Mise sur pied après les événements du 22 mars, la commission totalise 342 heures de travail. Elle a entendu 186 témoins au cours de 107 auditions. Le deuxième volet de ses travaux était consacré à l'architecture des services de sécurité et de renseignement.

µTrois cas ont été plus particulièrement étudiés: ceux des frères Abdeslam et El Bakraoui, kamikazes de Paris et de Bruxelles, et celui d'Oussama Atar, soupçonné d'être le cerveau des attentats. La commission a entendu de nombreux agents et responsables de la police et des services de renseignements ainsi que plusieurs acteurs du monde judiciaire.

Selon la co-rapporteuse de la commission, Laurette Onkelinx (PS), la Sûreté de l'Etat n'a rien vu venir. Le président se veut nuancé mais il reconnaît toutefois qu'il y a un problème.

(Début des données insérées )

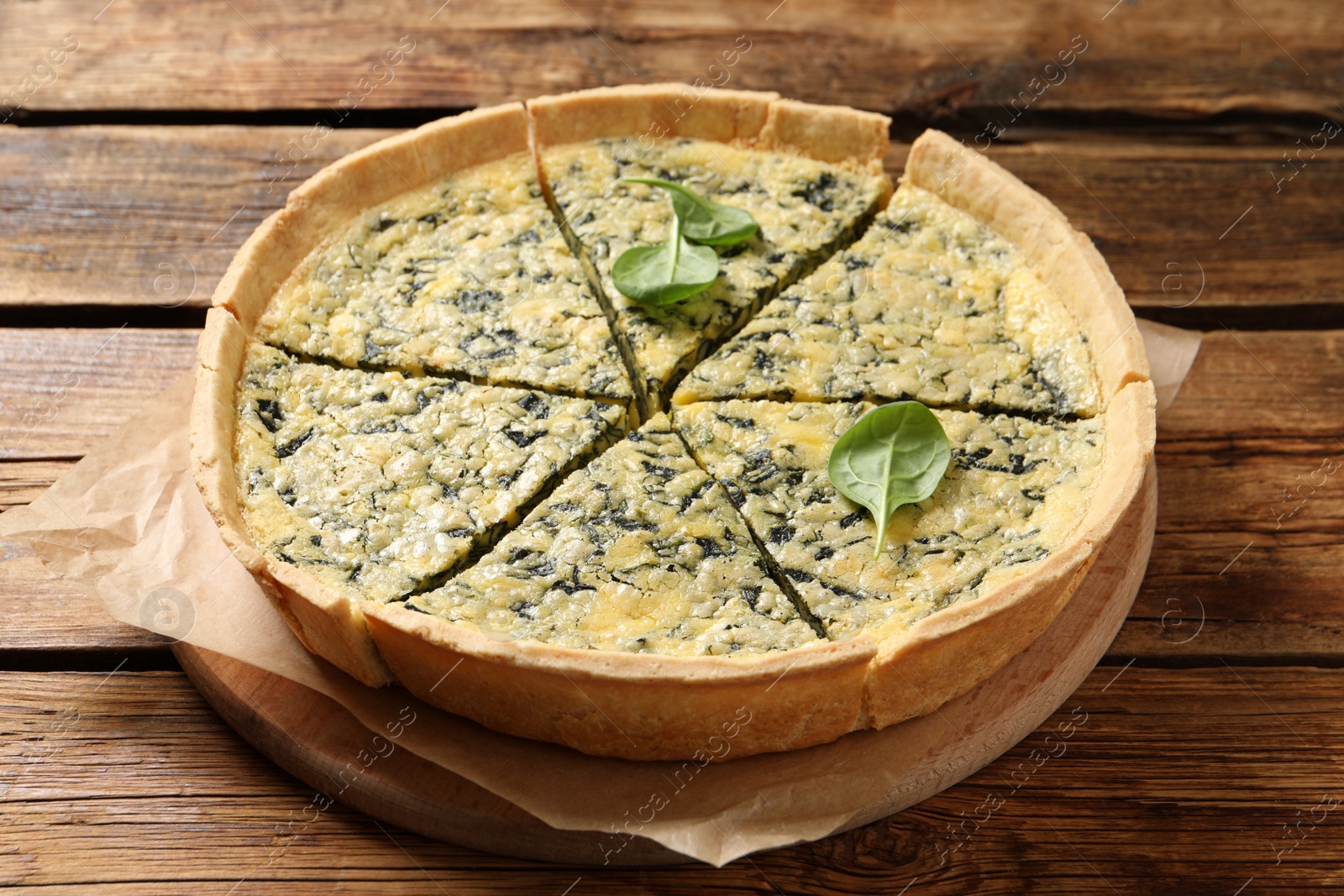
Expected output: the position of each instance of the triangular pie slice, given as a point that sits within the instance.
(376, 483)
(776, 167)
(638, 553)
(929, 305)
(467, 277)
(1015, 490)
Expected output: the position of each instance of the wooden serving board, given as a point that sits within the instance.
(409, 792)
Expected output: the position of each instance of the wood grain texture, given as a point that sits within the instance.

"Si aujourd'hui, on n'est pas convaincu du fait que la Sûreté de l'Etat est un service qui a fait face et fait peut-être toujours face à un manque d'hommes et de moyens, on nie l'évidence. Nous n'avons pas eu sur ce plan de culture de sécurité dans notre pays et nous le payons en partie aujourd'hui, car il est apparu plusieurs fois que la Sûreté de l'Etat ne savait pas des choses mais peut-être n'était-elle tout simplement pas en mesure de le savoir. Si on ne met pas de l'huile dans les rouages, on ne doit pas s'attendre à ce que le moteur tourne bien", a expliqué Patrick Dewael au cours d'un entretien avec l'agence Belga.

Le président se refuse toutefois à voir dans le manque de moyens le seul problème. Plusieurs services ont fait état des mêmes problèmes. "Nous avons peut-être deux ou trois choses qui sont redondantes. La DR3 (section anti-terroriste de la police judiciaire), la DJSOC (Direction générale de lutte contre la criminalité organisée) et la Computer Crime Unit nous disent qu'elles n'ont pas assez d'islamologues, pas assez de traducteurs. On peut demander plus de moyens pour les trois mais aussi les restructurer".

Entre 2003 et 2017, le budget du département de l'Intérieur a augmenté de 28%, rappelle-t-il. Et la Belgique connaît un taux d'agent de police par habitant élevé. "Prétendre que l'on va résoudre le problème simplement en donnant plus d'argent, ce n'est pas juste non plus".

"Mieux faire circuler l'information"

Plusieurs auditions ont révélé un problème dans la circulation de l'information et plus encore dans la coordination des services. Dans le cas des frères Abdeslam, la police locale n'a ainsi pas eu connaissance des suites réservées par la police fédérale à ses procès-verbaux et le parquet fédéral a décidé d'un classement sans suite alors que des enquêtes étaient toujours en cours.

"L'information doit être partagée mais il faut savoir aussi comment on la partage. Je sais quelque chose et j'appuie sur le bouton pour que les autres soient aussi au courant, sans aucune contextualisation, analyse, etc. En d'autres mots, le phénomène de l'infobésité".

L'ancien ministre de l'Intérieur souhaite que les services se concertent davantage. Il plaide pour que des initiatives comme celles des "task-force" locales ou des cellules de sécurité intégrale soient prises à l'échelon fédéral.

La commission a instruit "à charge et à décharge", s'est félicité M. Dewael. Elle présentera ses conclusions et recommandations à la fin avril. "Je pense que l'on pourra atteindre un consensus sur une grande partie des recommandations. S'il s'agit de se prononcer sur des cas individuels ou sur des responsabilités politiques, la discussion sera bien sûr plus difficile", a-t-il souligné.